The situation deteriorates daily, especially in the mixed city of Kosovska Mitrovica. Although leading Albanians formally disavow the violence, most do nothing to stop it. Those who speak out on behalf of tolerance are themselves threatened; local officials allied with moderate Ibrahim Rugova have been murdered.

The Kosovo Liberation Army has disarmed in name only, formally transmuting into the Kosovo Protection Corps. Armed thugs rule the night and organized crime is spreading.

The police and courts don’t function and no one is safe. Reports Steven Erlanger of the New York Times: “robberies, apartment thefts, extortion and even murders take place with near impunity.”

Human rights abuses by the Serbs were bad enough. Now the same practices are being carried out under the West’s authority. NSC adviser Sandy Berger’s response: to threaten ethnic Albanians with the loss of the “support of the international community.”
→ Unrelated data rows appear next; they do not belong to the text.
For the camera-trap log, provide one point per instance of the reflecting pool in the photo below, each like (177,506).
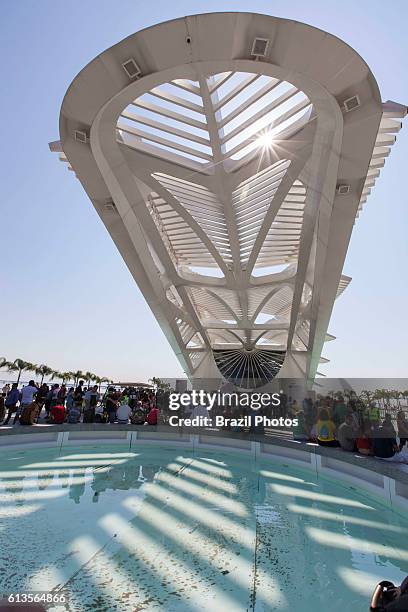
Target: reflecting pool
(172,530)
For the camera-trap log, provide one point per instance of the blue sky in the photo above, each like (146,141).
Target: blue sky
(68,299)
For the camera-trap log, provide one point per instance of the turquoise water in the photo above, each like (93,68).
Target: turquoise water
(165,529)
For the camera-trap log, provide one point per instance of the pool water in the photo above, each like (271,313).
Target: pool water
(171,530)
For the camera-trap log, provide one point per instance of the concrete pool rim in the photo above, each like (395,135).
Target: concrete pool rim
(385,481)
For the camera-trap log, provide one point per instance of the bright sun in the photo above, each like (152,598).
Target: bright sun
(265,140)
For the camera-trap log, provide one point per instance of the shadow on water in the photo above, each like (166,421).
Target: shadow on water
(169,530)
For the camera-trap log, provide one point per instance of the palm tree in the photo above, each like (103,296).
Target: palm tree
(66,376)
(43,370)
(63,376)
(19,365)
(78,375)
(159,384)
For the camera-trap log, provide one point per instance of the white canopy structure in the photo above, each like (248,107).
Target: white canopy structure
(228,155)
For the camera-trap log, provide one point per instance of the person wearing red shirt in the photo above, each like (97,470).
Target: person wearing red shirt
(153,416)
(58,414)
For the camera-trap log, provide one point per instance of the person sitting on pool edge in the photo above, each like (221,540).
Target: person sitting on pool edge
(325,428)
(347,434)
(153,416)
(57,414)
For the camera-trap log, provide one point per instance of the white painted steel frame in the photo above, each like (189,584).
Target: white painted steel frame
(179,153)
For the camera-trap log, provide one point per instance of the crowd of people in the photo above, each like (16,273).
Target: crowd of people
(327,421)
(57,404)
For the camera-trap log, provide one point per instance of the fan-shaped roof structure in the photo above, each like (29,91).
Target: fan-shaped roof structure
(228,155)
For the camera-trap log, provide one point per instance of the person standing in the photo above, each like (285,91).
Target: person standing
(402,428)
(62,394)
(10,403)
(27,397)
(91,400)
(111,404)
(55,391)
(79,394)
(70,399)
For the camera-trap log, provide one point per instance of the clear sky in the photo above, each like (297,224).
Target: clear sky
(67,298)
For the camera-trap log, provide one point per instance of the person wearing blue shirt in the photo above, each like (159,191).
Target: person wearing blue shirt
(13,396)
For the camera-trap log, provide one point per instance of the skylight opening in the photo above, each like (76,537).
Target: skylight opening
(265,271)
(205,271)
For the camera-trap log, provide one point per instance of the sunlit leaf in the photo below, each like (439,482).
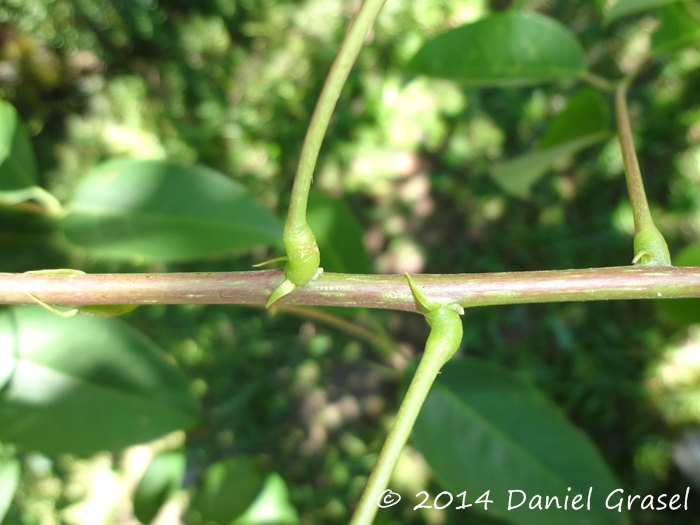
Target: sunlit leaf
(584,121)
(229,488)
(10,470)
(678,29)
(338,234)
(18,168)
(483,428)
(85,384)
(272,506)
(682,311)
(160,480)
(157,210)
(623,8)
(512,48)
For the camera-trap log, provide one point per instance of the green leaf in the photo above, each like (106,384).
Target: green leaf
(85,384)
(682,311)
(517,176)
(157,210)
(338,234)
(584,121)
(678,29)
(17,162)
(230,487)
(483,428)
(272,506)
(10,470)
(625,8)
(505,49)
(160,480)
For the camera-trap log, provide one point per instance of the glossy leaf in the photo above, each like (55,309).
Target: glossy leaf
(272,506)
(160,480)
(584,121)
(157,210)
(10,470)
(18,168)
(512,48)
(623,8)
(483,428)
(338,234)
(682,311)
(83,384)
(229,488)
(586,114)
(678,29)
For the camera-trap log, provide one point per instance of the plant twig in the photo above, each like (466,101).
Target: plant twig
(368,291)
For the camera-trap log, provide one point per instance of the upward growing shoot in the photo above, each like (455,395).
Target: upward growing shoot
(649,245)
(303,256)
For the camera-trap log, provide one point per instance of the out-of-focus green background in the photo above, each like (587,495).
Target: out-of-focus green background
(231,85)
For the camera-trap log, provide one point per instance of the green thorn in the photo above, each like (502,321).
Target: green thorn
(277,259)
(283,289)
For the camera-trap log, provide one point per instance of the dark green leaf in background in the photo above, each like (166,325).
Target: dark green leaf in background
(338,234)
(82,384)
(512,48)
(160,480)
(157,210)
(272,506)
(678,29)
(10,470)
(18,168)
(229,488)
(623,8)
(584,121)
(682,311)
(483,428)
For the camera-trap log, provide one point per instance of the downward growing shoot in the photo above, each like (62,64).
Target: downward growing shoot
(443,341)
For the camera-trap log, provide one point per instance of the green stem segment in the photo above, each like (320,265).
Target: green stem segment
(302,251)
(650,247)
(443,341)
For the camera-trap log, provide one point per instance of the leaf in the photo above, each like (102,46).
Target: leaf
(230,486)
(272,506)
(10,470)
(18,168)
(682,311)
(483,428)
(84,384)
(625,8)
(504,49)
(584,121)
(678,29)
(586,114)
(517,176)
(160,480)
(338,234)
(153,209)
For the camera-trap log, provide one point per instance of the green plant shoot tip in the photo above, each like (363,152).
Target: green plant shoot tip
(650,248)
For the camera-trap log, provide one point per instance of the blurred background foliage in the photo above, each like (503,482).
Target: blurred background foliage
(231,85)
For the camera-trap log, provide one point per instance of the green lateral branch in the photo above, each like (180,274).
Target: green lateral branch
(650,247)
(299,241)
(443,341)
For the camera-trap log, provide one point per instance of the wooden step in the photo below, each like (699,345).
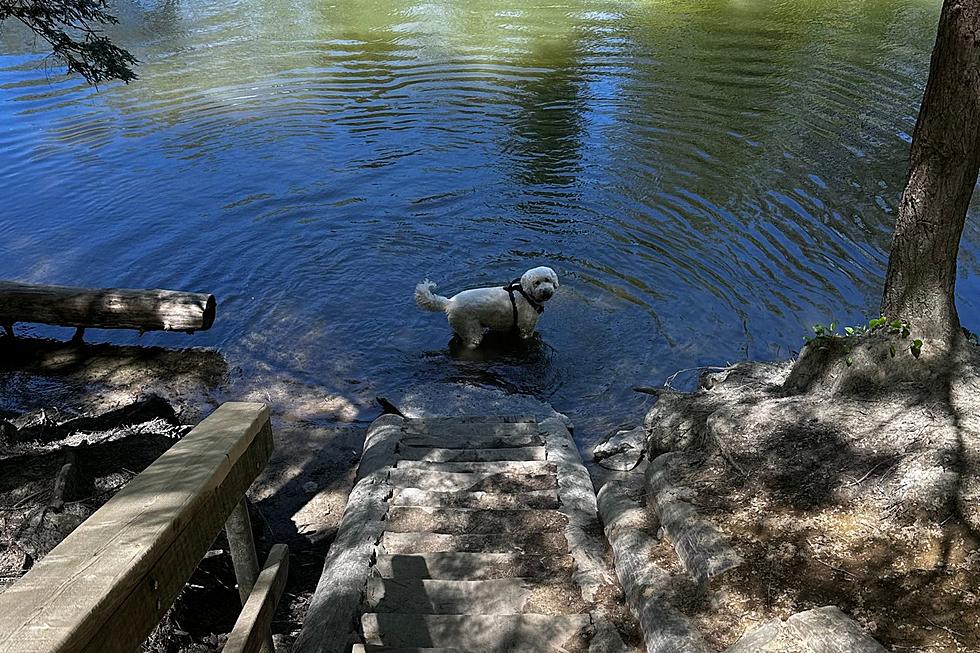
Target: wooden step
(472,566)
(444,455)
(458,442)
(476,467)
(541,499)
(471,482)
(526,543)
(460,521)
(496,596)
(488,633)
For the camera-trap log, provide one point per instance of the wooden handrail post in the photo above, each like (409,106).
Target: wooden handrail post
(107,585)
(241,544)
(238,528)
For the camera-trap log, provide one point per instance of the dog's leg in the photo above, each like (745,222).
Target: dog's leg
(469,330)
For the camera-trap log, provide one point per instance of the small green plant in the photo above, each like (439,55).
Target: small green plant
(880,324)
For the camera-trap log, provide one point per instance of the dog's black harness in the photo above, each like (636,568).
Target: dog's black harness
(515,286)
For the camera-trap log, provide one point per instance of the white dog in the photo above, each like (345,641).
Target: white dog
(516,306)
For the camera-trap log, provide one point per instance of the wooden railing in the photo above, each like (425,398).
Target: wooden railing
(107,585)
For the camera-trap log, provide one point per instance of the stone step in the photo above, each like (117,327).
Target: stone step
(497,596)
(476,467)
(372,648)
(524,543)
(472,566)
(466,521)
(449,455)
(411,496)
(487,633)
(450,429)
(471,482)
(471,419)
(458,442)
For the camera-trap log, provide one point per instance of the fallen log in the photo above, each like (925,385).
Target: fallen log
(138,412)
(105,308)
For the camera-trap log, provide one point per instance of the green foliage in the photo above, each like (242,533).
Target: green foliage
(71,29)
(898,328)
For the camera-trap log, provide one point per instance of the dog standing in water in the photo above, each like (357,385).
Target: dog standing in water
(514,307)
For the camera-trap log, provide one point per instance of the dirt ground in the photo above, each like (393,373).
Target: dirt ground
(298,499)
(868,502)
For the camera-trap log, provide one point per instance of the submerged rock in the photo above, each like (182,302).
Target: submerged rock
(621,451)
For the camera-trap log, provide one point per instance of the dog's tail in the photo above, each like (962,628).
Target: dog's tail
(428,300)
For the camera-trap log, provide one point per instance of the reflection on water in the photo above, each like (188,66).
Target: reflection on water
(708,178)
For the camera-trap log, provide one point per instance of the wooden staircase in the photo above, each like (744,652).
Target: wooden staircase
(466,534)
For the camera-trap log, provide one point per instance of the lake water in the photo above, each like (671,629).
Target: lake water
(708,178)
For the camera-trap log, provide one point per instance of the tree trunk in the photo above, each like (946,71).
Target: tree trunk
(944,162)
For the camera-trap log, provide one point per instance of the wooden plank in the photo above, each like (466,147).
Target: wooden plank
(106,308)
(333,609)
(106,586)
(252,626)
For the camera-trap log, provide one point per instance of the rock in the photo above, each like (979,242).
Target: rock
(621,451)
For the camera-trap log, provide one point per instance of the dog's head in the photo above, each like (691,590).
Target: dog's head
(540,283)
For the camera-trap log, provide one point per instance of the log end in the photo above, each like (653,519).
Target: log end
(210,310)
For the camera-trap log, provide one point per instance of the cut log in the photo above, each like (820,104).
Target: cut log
(106,308)
(138,412)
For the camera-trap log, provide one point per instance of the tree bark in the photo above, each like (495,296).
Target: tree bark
(106,308)
(943,166)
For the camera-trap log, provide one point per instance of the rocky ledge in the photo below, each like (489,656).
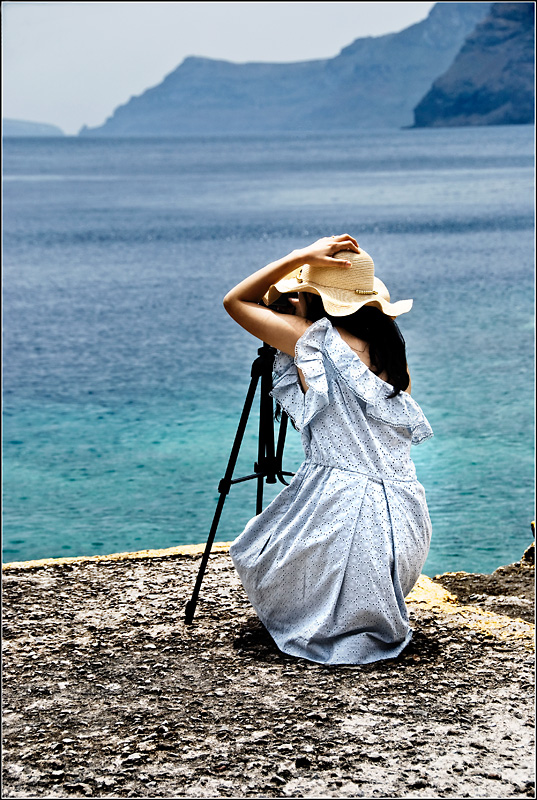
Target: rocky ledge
(107,693)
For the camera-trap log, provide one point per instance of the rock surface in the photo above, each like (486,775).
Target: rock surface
(491,81)
(374,82)
(108,694)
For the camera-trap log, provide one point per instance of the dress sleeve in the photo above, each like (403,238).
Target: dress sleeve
(400,411)
(320,347)
(302,406)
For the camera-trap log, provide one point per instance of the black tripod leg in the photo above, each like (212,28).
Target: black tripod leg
(223,488)
(265,454)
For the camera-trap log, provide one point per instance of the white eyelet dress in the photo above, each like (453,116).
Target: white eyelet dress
(328,563)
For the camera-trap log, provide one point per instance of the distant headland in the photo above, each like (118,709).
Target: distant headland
(18,127)
(375,82)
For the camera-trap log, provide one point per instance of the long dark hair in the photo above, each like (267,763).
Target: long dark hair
(387,352)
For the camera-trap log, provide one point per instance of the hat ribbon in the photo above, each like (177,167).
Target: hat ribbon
(300,279)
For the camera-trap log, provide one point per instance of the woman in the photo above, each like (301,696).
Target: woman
(328,563)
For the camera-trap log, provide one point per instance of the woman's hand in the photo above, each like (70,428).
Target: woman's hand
(282,331)
(321,252)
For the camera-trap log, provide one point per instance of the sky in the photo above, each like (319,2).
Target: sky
(71,64)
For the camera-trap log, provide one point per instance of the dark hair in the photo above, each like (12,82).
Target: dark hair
(387,351)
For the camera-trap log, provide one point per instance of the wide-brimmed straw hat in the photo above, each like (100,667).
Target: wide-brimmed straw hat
(343,291)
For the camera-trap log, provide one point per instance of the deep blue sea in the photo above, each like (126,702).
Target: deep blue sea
(124,378)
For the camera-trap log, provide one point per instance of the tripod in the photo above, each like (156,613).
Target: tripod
(269,460)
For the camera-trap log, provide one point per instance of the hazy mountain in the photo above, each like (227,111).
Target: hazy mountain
(19,127)
(491,81)
(374,82)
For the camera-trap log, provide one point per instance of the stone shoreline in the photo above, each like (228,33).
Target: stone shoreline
(108,694)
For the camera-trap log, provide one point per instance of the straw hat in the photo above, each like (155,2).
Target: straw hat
(343,291)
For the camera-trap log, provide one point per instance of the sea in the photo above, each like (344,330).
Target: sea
(124,379)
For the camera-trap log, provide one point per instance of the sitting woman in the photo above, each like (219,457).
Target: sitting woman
(328,564)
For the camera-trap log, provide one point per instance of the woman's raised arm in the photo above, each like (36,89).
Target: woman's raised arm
(282,330)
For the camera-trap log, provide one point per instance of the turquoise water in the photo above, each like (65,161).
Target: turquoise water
(124,378)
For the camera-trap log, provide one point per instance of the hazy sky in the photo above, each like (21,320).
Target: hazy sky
(72,64)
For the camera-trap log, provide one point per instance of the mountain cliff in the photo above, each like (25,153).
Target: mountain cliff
(374,82)
(491,81)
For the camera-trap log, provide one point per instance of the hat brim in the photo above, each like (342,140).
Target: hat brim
(338,302)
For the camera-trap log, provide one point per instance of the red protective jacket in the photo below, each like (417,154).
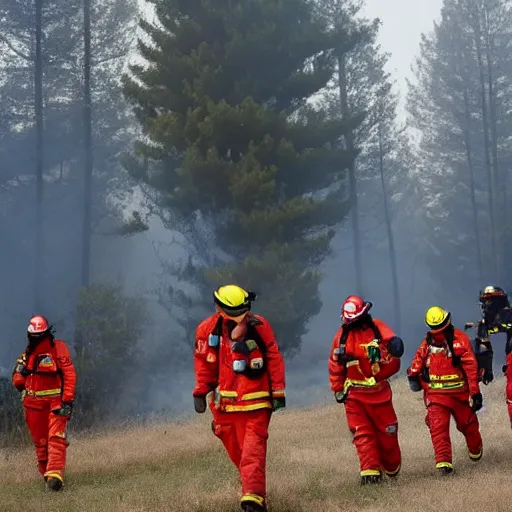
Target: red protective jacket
(52,372)
(213,366)
(366,382)
(445,378)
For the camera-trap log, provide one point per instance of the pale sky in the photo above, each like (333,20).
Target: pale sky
(403,22)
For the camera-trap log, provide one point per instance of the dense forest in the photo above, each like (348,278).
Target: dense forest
(253,134)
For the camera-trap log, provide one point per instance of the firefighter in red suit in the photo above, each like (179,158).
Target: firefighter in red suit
(237,357)
(46,377)
(445,367)
(365,353)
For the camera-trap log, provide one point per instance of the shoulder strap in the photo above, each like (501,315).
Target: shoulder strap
(253,323)
(449,336)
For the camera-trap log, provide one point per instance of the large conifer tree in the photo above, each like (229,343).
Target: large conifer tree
(232,145)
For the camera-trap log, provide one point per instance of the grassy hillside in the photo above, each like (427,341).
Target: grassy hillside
(312,467)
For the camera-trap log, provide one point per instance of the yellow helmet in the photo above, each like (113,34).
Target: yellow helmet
(233,300)
(437,319)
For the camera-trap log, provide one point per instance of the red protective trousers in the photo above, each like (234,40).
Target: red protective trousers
(439,413)
(508,391)
(244,435)
(48,431)
(375,430)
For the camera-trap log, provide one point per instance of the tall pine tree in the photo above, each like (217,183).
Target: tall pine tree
(227,150)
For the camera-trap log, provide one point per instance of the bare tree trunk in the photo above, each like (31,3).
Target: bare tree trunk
(391,240)
(349,138)
(38,109)
(494,150)
(487,149)
(87,121)
(467,141)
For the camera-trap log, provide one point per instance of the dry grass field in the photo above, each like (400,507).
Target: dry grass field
(312,467)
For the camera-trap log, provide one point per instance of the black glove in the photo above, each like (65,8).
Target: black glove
(341,396)
(414,383)
(200,404)
(278,403)
(66,409)
(477,402)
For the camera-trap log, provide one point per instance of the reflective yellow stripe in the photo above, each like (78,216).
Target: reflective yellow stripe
(368,383)
(252,407)
(46,392)
(256,395)
(254,498)
(446,385)
(444,377)
(228,394)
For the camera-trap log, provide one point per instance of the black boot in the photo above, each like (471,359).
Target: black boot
(54,484)
(371,479)
(249,506)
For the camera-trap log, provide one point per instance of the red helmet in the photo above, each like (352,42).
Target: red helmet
(37,326)
(354,308)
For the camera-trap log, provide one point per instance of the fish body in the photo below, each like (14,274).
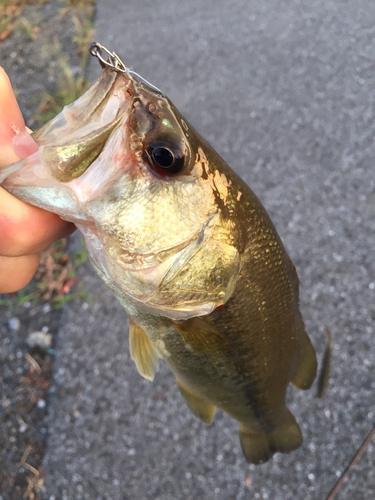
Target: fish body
(185,246)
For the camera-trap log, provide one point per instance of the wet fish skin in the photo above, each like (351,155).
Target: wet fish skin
(188,250)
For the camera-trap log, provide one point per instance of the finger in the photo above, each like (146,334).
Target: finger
(15,142)
(26,229)
(16,272)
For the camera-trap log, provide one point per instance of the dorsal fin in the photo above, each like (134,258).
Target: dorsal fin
(143,352)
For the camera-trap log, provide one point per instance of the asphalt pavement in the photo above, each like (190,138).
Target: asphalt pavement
(284,90)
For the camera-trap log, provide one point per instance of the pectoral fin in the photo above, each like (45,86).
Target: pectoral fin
(143,352)
(201,408)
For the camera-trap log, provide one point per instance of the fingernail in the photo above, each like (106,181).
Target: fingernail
(24,145)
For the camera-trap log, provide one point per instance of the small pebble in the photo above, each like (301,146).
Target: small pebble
(14,324)
(42,339)
(46,308)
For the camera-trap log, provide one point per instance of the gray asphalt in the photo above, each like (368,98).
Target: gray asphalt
(285,91)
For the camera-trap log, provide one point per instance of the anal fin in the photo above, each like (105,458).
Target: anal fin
(201,408)
(259,447)
(143,352)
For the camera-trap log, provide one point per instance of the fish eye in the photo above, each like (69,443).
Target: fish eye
(169,157)
(163,157)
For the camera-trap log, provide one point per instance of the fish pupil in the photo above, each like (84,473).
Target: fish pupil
(163,157)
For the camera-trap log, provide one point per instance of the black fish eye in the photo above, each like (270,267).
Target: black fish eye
(169,157)
(163,157)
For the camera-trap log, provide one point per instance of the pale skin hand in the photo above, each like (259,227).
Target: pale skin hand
(24,230)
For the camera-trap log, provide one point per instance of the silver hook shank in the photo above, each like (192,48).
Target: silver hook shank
(113,61)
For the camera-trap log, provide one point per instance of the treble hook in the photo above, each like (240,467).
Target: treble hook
(113,61)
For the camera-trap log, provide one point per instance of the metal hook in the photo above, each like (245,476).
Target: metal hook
(113,61)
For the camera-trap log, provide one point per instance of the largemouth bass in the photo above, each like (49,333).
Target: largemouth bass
(186,247)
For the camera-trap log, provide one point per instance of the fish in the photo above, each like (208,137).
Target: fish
(185,246)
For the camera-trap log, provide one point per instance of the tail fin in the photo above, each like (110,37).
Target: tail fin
(258,448)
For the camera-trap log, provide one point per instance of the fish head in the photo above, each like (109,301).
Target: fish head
(150,196)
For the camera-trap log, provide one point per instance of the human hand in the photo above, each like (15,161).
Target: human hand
(24,230)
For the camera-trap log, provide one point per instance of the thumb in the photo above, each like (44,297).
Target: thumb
(15,141)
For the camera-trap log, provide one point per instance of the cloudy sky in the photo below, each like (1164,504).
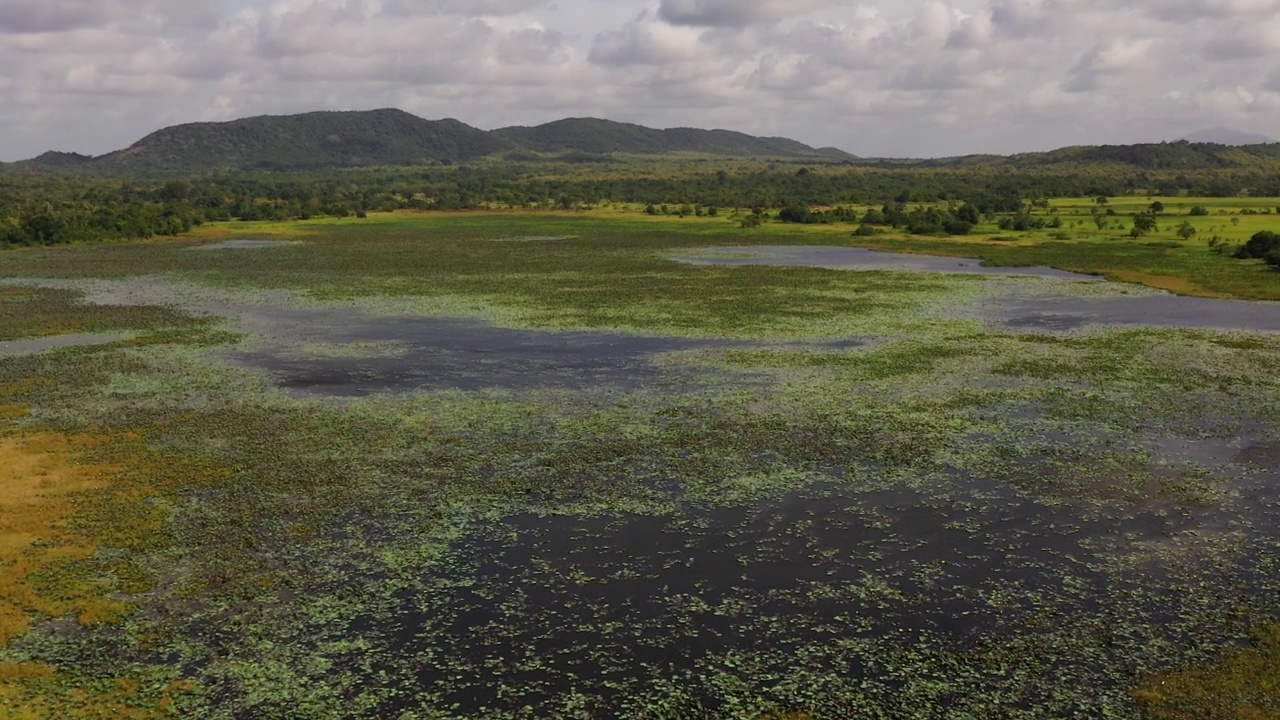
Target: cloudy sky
(874,77)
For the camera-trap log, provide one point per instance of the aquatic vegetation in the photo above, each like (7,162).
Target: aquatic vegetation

But more than a few Kosovars don’t care what the “international community” thinks. A United Nations bus was hit by an anti-tank rocket. Albanian snipers in Mitrovica have injured French peacekeepers. Halit Barani, head of the Human Rights Council, says the French are “the same as the Serb soldiers.”

American and German troops have also been deployed to Mitrovica. When U.S. forces searched apartments for weapons, breaking down doors along the way, they were met with a hail of stones, bottles and ice by Serbian crowds. German soldiers were also attacked.

Thus, the Kosovo civil war rages on, with only a temporary lull in the worst violence. The United States must decide whether it is prepared to maintain its occupation for years, if not forever, or to do what it should have done last year leave the Balkans to the Europeans.

NATO’s decision to intervene looks ever worse as hindsight lengthens. Kosovo never represented a special humanitarian crisis: More people had died in a score of conflicts around the world. The only difference was that none of the other victims were white Europeans.

Nevertheless, NATO launched what by any criteria was a war of aggression. Instead of saving lives, Washington sacrificed them.

As many Serb civilians died under NATO bombs as ethnic Albanians had died during the preceding year. And it was allied bombing the sparked the mass expulsions from Kosovo.

Washington did eliminate Serb authority in the province. But having allied itself with the KLA in war, the West now upholds formal Serbian rule, refusing to allow either independence or union with Albania. Only the Clinton administration could concoct such an incoherent policy.

As a result, NATO faces a choice between policy failure and policy disaster, as my Cato Institute colleague Gary Dempsey puts it.

If the alliance acknowledges reality and gives up on its objective of preserving a multi-ethnic Kosovo under Serb suzerainty, it will have failed. If NATO attempts to achieve its objectives and stave off failure, the consequences will be far worse.

In the latter case, the ethnic Albanian majority is likely to turn on allied forces. The possibilities range from overt hostility and sporadic sniping to a serious guerrilla campaign against the NATO occupiers. Imagine explaining to American audiences that their sons and husbands are dying to defend Serb sovereignty over Kosovo.

Allied policy has failed. Washington’s objective today should be to forestall disaster. The United States should get out. Now.

The Balkans is in Europe, not North America. The Europeans are about to take over command of KFOR and claim to be serious about creating an independent military capability. Leave them responsibility for Kosovo.

A year ago the administration was set on making war. Now it should make peace. Instead of augmenting U.S. forces in Kosovo, Washington should tell the Europeans that U.S. forces are coming home. Then it should bring them home.